The other wall
Reminiscent of a block of ice or a glacier, the large sloping roof of the opera house is the structure that defines the dynamics of the foyer space beneath. Situated inside the foyer, my installation The other wall amplifies these dynamics: I have tried to integrate immaterial elements – daylight, artificial light, and shadows – with the individual movement of the visitors and the notion of temporality. I have interpreted the space as a slow, almost glacial movement that subtly changes in appearance. For inspiration, I looked at the crevasses and tunnels located under glaciers: the life below and inside the ice is suspended in a much slower temporal sequence than the “outside” world – only minor, sudden movements and vibrations can be detected. Under pressure from an icecap, water moves and freezes differently than in other conditions. In a similar fashion, the ripples of water at the edge of the large Opera House, sitting in the Oslo harbour, are repeated in the wall pattern like vibrations – not unlike sound waves. The other wall is based on studies of geometric patterns, ripples of water, and sound waves. Together, these principles dematerialise the foyer through the use of luminous materials. But on the other hand they also densify the space, which is thick with expectations of what is to happen inside the auditorium. The predominantly white light with slight tones of green fades almost unnoticeably in and out, and the pattern plays with the dynamically tilted proportions of the foyer. Ultimately, immaterial elements such as natural and artificial light, the reflections of the harbour water, and the varying degrees and density of shadows create the spatial setup of the foyer. This setup is activated by the visitors to the house. Through their individual and collective experiences, their movement and physical presence, the space is given tangible dimensions that reach beyond the mere dimensions of height, width, and depth.

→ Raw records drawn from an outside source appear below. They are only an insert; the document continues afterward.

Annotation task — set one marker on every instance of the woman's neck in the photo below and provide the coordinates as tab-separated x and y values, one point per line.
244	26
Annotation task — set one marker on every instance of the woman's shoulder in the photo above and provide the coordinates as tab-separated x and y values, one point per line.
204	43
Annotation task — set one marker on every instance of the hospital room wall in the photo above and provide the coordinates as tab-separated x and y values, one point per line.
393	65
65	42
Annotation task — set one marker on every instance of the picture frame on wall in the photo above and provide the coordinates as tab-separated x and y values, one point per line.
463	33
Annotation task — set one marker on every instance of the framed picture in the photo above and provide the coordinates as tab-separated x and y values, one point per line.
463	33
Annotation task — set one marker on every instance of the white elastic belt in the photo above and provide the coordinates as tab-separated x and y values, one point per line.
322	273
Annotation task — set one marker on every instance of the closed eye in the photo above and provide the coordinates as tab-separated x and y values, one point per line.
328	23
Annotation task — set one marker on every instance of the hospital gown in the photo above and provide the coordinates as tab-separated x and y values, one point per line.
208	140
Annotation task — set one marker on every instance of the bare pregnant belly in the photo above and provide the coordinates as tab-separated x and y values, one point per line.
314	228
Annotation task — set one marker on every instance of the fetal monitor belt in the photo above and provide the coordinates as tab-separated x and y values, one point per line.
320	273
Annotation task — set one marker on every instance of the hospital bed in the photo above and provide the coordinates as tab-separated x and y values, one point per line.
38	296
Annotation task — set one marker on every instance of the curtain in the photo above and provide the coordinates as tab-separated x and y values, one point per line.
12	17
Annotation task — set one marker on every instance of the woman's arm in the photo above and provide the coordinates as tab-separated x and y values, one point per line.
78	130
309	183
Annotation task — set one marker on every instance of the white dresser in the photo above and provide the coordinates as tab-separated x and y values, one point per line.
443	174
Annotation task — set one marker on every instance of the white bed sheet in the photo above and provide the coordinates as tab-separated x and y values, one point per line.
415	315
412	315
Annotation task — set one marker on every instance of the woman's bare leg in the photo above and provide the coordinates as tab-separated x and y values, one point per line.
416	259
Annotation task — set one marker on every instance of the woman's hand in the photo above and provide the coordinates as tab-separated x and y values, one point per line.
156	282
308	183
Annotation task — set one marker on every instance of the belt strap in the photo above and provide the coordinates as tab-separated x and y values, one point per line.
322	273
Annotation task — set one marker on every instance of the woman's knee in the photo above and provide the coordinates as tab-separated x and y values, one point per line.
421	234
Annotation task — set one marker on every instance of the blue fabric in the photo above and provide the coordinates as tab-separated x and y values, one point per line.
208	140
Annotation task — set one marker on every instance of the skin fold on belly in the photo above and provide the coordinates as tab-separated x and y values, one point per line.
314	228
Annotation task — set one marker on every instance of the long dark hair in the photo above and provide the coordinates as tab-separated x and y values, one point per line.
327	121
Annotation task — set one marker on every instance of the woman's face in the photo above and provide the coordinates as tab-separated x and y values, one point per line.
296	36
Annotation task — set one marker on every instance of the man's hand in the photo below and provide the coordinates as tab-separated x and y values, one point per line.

A site-specific commission for the new Oslo Opera House in Norway, "The other wall" consists of 340 m2 of white and green light panels. These are installed varying from 5 to 50 cm in front of the walls of three large
free-standing volumes, carrying the large ramp that defines the opera-house
foyer. The installation involves two light sources: one is set in the floor
in front of the panels, illuminating the geometric pattern, while the other
is integrated into the rear of the panels, illuminating the walls behind.
This second light source is seen through the perforations of the incremental
pattern. Via a control unit, the rear and front lights fade in and out. As
the front lights on the panels slowly increase, the rear lights are dimmed
accordingly. Opera-goers will thus perceive changing lights and shadows that influence their perception of the panels as well as the foyer's spatial properties.